What doesn’t: The auto-fix ambition is also the risk: its PRs need real human scrutiny before merge, and on complex logic it can propose a confident wrong fix. Cross-repo context and security depth trail the leaders, and it is a smaller company, so the roadmap and support move at startup pace.
Best for: Small teams that want review plus automated fix PRs on tightly scoped work.
8. CodeAnt AI
What works: CodeAnt leans hard into security and compliance, pairing AI review with SAST, secret detection, and infrastructure-as-code scanning. For regulated teams that need an audit trail and coverage across languages, it does more than comment on a diff: it tracks code quality and security posture over time. The dashboards are the selling point for engineering managers, not just reviewers. A free trial leads to paid plans from about $24 per developer per month (as of Jul 2026).
What doesn’t: The security-first framing means the pure code-review comments feel thinner than CodeRabbit’s or Greptile’s, and the volume of scanner findings can overwhelm smaller teams. It is the least established name on this list, so expect a shorter track record and fewer community answers when you hit an edge case.
Best for: Security- and compliance-focused teams that want scanning plus review in one dashboard.
FAQ
What is the best AI code review tool in 2026?
For most teams, CodeRabbit, because it balances finding quality, workflow fit, and price better than anything else, and it learns from how your team reacts to its comments. If you run a large monorepo, Greptile’s whole-repo indexing catches cross-file bugs the others miss. If you already pay for GitHub Copilot, its built-in review is the cheapest starting point.
Can AI replace human code review?
No. AI review is a fast first pass that catches obvious bugs, style issues, and many security risks before a human looks. It misses architectural judgment, business context, and intent, and it can state a wrong fix with total confidence. A Stanford study found developers using an AI assistant wrote less secure code while being more likely to believe it was secure, the exact false confidence an over-trusted review bot reinforces. Keep a human on the judgment calls.
Do these tools create too much noise on pull requests?
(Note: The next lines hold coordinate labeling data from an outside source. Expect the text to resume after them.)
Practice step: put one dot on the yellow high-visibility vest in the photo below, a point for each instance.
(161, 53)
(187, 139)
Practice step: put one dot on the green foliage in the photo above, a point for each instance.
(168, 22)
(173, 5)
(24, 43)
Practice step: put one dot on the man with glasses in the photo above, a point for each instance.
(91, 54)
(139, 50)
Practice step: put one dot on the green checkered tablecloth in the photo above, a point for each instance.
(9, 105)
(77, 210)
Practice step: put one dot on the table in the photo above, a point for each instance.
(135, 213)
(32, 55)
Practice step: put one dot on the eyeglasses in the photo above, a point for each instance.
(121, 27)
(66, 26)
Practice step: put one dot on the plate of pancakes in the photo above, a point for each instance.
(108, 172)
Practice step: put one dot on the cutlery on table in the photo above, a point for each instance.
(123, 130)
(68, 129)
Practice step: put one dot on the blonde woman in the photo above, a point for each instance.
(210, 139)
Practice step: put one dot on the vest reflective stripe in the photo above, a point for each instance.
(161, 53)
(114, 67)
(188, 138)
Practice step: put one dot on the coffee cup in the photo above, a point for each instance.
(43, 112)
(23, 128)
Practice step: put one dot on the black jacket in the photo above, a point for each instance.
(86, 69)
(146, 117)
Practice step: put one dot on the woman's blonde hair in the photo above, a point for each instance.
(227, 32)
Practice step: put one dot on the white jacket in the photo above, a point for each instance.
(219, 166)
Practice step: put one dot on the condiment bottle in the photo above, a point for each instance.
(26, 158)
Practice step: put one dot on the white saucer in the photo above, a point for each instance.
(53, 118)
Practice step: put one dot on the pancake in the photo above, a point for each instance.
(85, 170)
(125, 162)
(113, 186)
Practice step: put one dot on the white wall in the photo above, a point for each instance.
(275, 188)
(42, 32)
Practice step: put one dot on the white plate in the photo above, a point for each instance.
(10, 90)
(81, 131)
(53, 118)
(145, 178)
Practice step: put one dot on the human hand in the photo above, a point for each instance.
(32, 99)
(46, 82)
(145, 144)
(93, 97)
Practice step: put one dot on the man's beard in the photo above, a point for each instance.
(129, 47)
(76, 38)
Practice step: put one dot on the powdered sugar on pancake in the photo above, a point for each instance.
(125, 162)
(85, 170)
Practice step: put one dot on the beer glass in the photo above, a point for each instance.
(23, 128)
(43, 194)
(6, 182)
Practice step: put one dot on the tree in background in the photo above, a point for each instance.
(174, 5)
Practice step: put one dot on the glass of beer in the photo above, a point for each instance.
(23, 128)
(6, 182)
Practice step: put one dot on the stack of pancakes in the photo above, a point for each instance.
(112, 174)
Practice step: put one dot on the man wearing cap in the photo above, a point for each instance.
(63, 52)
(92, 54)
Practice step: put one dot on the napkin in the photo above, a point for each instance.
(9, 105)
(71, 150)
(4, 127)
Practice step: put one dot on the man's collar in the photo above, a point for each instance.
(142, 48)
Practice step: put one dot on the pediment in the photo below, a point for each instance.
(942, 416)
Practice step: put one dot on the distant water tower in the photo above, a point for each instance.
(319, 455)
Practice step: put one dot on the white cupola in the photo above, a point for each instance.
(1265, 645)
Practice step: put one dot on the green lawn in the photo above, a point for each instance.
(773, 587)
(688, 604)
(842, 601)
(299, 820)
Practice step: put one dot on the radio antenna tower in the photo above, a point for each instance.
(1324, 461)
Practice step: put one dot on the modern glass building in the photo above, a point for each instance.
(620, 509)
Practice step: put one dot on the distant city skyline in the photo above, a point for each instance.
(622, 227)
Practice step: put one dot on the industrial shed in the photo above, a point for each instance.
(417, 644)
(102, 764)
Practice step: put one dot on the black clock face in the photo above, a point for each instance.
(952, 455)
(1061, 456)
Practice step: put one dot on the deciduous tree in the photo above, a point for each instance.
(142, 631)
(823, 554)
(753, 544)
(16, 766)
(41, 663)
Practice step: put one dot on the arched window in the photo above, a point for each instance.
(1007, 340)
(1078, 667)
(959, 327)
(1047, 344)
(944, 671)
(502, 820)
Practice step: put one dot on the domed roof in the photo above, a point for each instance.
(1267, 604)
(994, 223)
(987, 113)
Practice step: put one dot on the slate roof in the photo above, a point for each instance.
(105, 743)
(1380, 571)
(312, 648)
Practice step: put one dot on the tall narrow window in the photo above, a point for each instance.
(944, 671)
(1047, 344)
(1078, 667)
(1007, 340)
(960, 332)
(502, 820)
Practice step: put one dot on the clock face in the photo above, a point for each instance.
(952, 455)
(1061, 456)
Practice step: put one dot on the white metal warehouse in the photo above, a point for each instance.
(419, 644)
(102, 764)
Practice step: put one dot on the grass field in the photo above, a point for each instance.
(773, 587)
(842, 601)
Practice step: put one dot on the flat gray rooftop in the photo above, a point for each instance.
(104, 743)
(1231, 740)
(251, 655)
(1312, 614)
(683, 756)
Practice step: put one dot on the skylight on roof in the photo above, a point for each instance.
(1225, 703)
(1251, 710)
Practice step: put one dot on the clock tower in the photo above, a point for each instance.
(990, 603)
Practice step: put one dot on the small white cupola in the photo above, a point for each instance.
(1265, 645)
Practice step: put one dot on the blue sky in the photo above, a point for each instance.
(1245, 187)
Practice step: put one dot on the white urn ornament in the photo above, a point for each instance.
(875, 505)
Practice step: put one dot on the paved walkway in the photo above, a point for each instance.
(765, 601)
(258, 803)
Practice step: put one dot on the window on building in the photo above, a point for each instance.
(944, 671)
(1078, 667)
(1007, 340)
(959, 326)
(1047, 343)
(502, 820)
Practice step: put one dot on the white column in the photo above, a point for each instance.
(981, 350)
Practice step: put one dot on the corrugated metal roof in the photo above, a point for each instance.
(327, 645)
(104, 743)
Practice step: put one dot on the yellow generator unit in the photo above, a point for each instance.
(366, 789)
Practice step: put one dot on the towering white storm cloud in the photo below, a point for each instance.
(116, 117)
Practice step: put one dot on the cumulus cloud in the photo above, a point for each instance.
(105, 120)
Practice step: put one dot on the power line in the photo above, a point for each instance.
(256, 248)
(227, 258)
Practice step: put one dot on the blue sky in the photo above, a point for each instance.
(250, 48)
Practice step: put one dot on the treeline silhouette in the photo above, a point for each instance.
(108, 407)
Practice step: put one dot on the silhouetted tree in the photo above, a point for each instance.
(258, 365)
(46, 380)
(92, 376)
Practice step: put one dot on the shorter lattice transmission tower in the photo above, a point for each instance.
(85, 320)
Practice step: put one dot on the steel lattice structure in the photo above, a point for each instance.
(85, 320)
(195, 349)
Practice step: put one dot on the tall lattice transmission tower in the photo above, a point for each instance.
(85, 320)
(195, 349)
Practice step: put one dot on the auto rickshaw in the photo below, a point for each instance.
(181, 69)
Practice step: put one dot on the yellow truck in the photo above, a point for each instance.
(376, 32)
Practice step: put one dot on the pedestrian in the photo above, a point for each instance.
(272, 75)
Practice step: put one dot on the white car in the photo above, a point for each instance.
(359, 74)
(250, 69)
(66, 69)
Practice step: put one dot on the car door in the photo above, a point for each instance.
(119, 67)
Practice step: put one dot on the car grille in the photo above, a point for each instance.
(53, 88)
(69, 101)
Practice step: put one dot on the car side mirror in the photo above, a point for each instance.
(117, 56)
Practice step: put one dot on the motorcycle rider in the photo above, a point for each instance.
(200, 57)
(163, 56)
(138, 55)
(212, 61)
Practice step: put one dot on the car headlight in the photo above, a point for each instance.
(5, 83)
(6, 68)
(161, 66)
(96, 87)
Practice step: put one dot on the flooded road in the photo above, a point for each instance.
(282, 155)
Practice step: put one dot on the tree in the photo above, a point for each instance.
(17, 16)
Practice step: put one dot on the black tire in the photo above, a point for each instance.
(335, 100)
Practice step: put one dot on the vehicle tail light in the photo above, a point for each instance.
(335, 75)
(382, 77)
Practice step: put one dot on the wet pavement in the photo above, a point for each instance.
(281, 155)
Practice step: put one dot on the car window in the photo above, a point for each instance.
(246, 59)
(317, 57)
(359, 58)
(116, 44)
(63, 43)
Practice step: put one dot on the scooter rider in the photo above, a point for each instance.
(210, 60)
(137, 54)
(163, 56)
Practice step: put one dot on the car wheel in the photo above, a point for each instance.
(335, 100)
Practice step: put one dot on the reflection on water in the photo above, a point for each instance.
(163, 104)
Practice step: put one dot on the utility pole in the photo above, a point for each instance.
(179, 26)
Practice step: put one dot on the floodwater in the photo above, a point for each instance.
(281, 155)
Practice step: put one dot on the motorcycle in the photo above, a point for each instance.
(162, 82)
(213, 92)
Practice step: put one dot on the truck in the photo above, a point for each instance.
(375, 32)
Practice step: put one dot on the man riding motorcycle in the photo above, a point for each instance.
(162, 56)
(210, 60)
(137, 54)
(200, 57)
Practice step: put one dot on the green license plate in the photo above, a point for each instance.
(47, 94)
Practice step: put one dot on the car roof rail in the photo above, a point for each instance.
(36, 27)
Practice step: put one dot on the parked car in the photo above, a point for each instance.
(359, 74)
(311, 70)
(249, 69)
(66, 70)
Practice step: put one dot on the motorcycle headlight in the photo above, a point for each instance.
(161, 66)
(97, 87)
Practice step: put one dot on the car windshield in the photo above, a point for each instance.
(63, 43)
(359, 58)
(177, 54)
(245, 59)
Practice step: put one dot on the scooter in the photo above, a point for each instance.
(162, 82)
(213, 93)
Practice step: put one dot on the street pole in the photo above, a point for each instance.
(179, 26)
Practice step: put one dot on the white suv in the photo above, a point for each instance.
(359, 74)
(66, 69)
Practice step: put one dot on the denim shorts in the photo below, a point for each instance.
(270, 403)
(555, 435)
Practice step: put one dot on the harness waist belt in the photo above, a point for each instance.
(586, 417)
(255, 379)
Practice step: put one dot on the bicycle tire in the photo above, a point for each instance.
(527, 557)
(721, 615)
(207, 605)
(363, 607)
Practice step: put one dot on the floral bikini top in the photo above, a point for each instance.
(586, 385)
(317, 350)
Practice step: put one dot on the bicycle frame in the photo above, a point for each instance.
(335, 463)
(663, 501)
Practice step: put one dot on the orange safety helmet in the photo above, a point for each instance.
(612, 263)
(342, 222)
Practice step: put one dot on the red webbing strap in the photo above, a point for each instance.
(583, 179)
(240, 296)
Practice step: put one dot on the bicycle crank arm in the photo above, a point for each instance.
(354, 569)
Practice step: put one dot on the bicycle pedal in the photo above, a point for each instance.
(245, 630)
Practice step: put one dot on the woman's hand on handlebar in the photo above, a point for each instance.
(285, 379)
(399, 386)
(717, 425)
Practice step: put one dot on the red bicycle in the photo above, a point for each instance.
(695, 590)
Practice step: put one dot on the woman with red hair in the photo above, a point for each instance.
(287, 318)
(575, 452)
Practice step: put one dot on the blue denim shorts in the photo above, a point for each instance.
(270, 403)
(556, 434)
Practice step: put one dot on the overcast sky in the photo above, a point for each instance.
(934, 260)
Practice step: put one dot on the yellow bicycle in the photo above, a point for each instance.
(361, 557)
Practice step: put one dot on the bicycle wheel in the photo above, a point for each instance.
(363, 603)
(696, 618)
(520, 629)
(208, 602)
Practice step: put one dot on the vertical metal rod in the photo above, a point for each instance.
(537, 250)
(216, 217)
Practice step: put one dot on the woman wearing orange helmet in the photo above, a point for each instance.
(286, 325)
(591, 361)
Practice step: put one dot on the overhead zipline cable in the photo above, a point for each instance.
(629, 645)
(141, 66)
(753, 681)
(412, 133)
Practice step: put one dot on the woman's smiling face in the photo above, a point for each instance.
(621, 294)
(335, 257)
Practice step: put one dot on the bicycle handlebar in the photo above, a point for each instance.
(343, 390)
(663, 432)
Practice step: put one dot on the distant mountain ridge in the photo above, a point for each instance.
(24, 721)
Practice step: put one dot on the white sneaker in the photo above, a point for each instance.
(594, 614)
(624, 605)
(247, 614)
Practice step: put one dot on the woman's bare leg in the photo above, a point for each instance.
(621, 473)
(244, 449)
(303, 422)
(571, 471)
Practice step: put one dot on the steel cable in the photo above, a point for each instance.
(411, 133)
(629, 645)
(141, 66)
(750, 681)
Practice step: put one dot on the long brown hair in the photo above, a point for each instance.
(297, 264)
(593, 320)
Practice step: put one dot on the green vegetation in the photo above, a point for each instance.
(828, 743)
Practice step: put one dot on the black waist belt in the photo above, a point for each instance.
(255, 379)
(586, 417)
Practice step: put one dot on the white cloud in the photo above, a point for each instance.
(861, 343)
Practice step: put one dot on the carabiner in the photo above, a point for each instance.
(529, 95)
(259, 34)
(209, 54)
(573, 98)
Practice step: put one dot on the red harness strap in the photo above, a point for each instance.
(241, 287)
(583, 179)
Some do, out of the box. CodeRabbit, Bito, and Qodo Merge all tend to over-comment on their first pass, and a wall of nitpicks trains teams to ignore the bot. The fix is configuration: set severity thresholds, exclude formatting rules your linter already handles, and give the tool a week to learn from resolved comments. Tools with per-repo rules files make this stick.
Which AI code review tool is best for security?
CodeAnt AI and Bito lead here because they pair LLM review with actual scanners: SAST, secret detection, and infrastructure-as-code checks. That matters because a pure-LLM reviewer can miss a hardcoded credential or injection path that a scanner reliably catches. For regulated teams that need an audit trail, CodeAnt’s posture dashboards go further than a per-PR comment.
How much do AI code review tools cost?
Most land between free and about $30 per developer per month (as of Jul 2026). Several, including CodeRabbit, Qodo Merge, and Ellipsis, are free for open-source repositories. GitHub Copilot code review is included with a Copilot subscription starting around $10 per month, so if you already pay for Copilot, you may not need a separate line item at all.